At the beach-his fave place.


----------



## rachy86xx (Sep 24, 2009)

Aww lovely pics! what breed is she?


----------



## sarybeagle (Nov 4, 2009)

Shes a beagle xxx


----------



## scosha37 (Feb 24, 2008)

Lovely Pictures! xxx


----------



## LostGirl (Jan 16, 2009)

fab pics love the mid air one!!x


----------



## niki (Jan 14, 2009)

she is beautiful!!!


----------



## FREE SPIRIT (Jul 8, 2009)

Lovely pics.


----------



## sarybeagle (Nov 4, 2009)

thank you all xxxx


----------



## colliemerles (Nov 2, 2007)

great pictures,....


----------



## Ducky (Nov 23, 2008)

bella is an absolute beauty :001_wub::001_wub:


----------



## RachyBobs (Oct 18, 2009)

Wooo caught in mid-air!! Amazing little dog!!

Love your collie too!! x


----------



## marmite (Sep 22, 2009)

great pics......:thumbup1:


----------



## babycham2002 (Oct 18, 2009)

Gorgeous pup
and what a handsome man Casper was.


----------



## mitch4 (Oct 31, 2009)

Gorgeous dogs

Also love the mid flight one


----------



## Jazzy (Apr 15, 2009)

Beautiful dogs,:001_wub::001_wub: love the mid air one.


----------



## sarybeagle (Nov 4, 2009)

Thank you every one. The mid air one was a real surprise, she ran for the ball but changed her mind and jumped on me and I hit the button just before she leapt at me lol.
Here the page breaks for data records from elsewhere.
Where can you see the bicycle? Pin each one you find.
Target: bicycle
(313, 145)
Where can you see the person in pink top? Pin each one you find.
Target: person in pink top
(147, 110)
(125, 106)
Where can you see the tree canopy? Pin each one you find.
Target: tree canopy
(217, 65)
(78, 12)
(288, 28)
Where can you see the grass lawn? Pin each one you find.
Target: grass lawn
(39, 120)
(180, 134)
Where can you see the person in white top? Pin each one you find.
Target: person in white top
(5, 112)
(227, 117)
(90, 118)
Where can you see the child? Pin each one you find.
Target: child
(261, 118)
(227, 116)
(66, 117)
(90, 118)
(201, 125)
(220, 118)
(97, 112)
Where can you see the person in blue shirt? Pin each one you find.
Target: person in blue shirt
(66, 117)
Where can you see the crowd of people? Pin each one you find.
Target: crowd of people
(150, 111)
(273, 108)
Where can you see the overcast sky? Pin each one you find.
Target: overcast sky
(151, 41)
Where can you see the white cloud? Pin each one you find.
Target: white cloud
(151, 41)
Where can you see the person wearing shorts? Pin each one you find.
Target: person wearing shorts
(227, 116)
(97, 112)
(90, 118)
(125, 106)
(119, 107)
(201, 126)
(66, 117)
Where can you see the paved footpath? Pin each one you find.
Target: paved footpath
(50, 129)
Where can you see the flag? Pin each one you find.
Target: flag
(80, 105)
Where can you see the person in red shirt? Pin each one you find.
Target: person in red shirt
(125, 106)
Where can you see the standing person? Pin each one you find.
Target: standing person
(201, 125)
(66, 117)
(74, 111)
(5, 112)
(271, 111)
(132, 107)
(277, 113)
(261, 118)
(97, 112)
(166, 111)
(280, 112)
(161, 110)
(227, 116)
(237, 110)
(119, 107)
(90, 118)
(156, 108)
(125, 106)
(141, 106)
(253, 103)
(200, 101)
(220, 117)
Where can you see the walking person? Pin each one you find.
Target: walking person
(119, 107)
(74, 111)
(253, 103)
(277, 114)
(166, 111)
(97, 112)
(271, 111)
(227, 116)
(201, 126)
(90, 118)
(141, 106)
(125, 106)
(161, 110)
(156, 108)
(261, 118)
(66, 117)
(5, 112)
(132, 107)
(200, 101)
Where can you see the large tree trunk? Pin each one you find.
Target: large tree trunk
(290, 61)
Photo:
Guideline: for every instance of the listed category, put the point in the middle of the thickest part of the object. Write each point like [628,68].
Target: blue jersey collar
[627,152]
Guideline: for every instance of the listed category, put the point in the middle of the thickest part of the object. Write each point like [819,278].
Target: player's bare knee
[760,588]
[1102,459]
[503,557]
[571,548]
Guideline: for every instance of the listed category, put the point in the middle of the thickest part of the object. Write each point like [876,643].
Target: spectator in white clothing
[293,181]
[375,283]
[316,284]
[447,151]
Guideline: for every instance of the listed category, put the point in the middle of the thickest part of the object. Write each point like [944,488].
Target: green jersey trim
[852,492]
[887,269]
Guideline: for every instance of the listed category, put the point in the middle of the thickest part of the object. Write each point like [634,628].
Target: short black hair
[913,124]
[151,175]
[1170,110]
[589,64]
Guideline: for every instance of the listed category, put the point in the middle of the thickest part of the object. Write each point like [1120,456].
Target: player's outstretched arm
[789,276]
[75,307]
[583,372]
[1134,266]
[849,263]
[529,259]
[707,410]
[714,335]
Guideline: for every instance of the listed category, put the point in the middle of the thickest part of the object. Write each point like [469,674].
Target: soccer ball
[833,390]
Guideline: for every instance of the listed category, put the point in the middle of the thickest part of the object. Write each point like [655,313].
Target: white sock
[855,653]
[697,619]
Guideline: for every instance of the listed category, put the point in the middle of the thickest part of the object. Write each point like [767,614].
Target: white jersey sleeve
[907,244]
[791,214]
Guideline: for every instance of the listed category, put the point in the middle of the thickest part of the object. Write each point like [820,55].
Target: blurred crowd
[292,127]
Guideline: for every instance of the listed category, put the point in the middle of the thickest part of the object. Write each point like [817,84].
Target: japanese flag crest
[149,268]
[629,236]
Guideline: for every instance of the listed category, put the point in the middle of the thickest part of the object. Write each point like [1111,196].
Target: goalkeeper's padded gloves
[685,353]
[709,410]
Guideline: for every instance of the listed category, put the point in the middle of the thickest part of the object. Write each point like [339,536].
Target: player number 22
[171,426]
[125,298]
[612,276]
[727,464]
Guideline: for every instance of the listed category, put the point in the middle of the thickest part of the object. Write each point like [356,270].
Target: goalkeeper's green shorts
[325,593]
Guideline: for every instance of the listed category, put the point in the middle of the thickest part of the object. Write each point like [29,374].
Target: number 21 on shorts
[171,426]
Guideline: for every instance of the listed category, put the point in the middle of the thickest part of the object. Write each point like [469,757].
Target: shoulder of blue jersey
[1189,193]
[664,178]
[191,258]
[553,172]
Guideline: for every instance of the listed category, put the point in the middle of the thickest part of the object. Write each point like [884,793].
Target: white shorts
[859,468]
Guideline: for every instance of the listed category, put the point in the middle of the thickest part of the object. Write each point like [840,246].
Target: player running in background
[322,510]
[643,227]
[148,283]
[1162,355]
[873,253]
Im dead chuffed with it 

Casper was a real kind hearted soul and deeply missed. xxx


----------



## GillyR (Nov 2, 2009)

great pics.... love the 'super dog' one.

Casper looks beautiful, such a lovely face xxx rip little man xxx


----------



## CollieDog (Nov 9, 2009)

they are beautiful dogs thanks for sharing


----------



## Krazycatlady (Jul 28, 2008)

That third picture is just so darn cute!!!!!


----------